En la antigüedad se valoraba la experiencia y la sabiduría de los mayores, se los respetaba y veneraba. El cabello blanco era símbolo de la claridad mental y de la paz que habían alcanzado a través de la vida. Las canas representaban una riqueza y un poder adquiridos a través de muchos trabajos, dolores, alegrías, éxitos y fracasos, momentos gratos e ingratos, esfuerzos, caídas y superaciones, del conocimiento y comprensión de las debilidades del alma humana y de su capacidad de perdonar y amar.

Ahora, es mejor ocultar las canas, lo antes posible, porque la experiencia y la sabiduría deben tener un aspecto maduro pero juvenil y no hay tanta cabida en el mundo laboral para los que lucen de mucha edad.

Los primeros signos de envejecimiento físico nos asustan y avergüenzan y se va volviendo cada vez más común considerar a la vejez casi como una discapacidad. Con racionalizaciones y aparentes justificaciones se excluye solapadamente a los viejos y viejas de una vida activa y productiva y se los margina en la sociedad como seres que ya no pueden tener responsabilidades porque ellos necesitan ser cuidados.

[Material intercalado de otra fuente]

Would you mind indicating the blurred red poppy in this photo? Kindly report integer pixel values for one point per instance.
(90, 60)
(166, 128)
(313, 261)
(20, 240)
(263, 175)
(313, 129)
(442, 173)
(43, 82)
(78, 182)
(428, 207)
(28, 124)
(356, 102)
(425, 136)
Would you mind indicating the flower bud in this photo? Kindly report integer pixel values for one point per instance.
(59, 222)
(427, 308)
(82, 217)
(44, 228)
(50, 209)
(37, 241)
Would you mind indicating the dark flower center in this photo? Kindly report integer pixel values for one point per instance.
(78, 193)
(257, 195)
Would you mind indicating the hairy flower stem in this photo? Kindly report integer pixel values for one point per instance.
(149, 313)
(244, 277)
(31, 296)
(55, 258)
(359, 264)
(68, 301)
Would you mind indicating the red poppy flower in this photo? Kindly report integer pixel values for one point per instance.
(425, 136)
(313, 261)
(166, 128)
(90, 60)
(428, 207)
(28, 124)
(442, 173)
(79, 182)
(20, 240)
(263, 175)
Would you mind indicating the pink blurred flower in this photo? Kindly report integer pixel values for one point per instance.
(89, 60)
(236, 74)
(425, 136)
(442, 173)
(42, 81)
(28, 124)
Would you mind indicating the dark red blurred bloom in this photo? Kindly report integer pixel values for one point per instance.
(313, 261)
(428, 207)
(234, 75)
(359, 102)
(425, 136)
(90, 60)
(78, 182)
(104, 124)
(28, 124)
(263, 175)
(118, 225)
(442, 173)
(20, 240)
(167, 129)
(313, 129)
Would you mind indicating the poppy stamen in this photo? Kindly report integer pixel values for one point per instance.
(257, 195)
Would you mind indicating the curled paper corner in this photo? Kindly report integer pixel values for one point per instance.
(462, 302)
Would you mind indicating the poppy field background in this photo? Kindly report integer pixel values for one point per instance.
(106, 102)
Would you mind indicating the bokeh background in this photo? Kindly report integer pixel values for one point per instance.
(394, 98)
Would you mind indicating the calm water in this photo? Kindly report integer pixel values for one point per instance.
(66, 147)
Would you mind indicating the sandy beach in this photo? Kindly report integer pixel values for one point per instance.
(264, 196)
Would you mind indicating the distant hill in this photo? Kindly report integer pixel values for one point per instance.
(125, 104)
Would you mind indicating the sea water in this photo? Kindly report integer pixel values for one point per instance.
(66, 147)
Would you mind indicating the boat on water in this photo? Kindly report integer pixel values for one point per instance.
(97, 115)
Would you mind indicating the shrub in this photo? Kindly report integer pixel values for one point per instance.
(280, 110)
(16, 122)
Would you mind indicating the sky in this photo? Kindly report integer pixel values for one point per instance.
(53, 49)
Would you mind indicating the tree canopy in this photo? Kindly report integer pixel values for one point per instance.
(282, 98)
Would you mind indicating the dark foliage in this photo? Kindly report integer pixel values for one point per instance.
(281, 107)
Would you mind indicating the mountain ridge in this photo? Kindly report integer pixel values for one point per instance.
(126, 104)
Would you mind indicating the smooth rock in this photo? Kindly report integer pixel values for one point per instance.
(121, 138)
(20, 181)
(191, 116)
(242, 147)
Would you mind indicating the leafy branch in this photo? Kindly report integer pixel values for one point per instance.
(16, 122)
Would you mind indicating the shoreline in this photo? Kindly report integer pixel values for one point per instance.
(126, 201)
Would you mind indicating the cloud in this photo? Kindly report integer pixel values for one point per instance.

Es sorprendente la cantidad de ancianos y ancianas mayores de ochenta años que trabajan activamente, mantienen una mente lúcida con capacidad de tomar decisiones importantes y de aconsejar sabiamente.

También es sorprendente la cantidad de comentarios crueles que se han suscitado en torno a la posible renuncia del santo padre Juan Pablo II que, en sus 84 años y padeciendo la enfermedad de Parkinson que lo limita físicamente, aún persiste en continuar su mandato.

Si hubiera decidido renunciar, la vida podría ser mucho más fácil para este viejito invencible, que tanto ha influido en la historia. Sin embargo, su espíritu supera todas las limitaciones de su cuerpo y le insta a cumplir el compromiso adquirido.

Juan Pablo II nos está aleccionando mucho a favor de la ancianidad y de nuestro comportamiento con los ancianos. Con el pretexto de cuidarlos, muchas veces, los aniquilamos, les quitamos responsabilidades, los arrinconamos, los anulamos...

Él nos está dando un magnífico ejemplo. Un cuerpo enfermo y envejecido sigue siendo un ser humano con posibilidades de ayudar y servir, de trabajar y producir.

Esta aparente insistencia del Pontífice para seguir ejerciendo el papado es, además, congruente con su esforzada e incansable trayectoria no solo como Jefe de la Iglesia Católica sino durante toda su vida sacerdotal de entrega a la construcción del reino de Dios. ¿Por qué ahora queremos que cambie?

Algo parecido puede ocurrir con nuestros padres y familiares ancianos. Al final de la vida queremos verlos descansar, que sean menos activos y preocupados, aunque su característica haya sido precisamente el esfuerzo permanente y la preocupación por los demás el motor de su vida.

En Costa Rica han tenido el acierto de llamar a los ancianos “ciudadanos de oro” y es un gran reconocimiento. Aun así, ¿por qué puede ser tan difícil aprender a vivir y convivir con ellos, respetarlos con sus limitaciones y ayudarlos cuando tienen deseos de ser útiles hasta el final?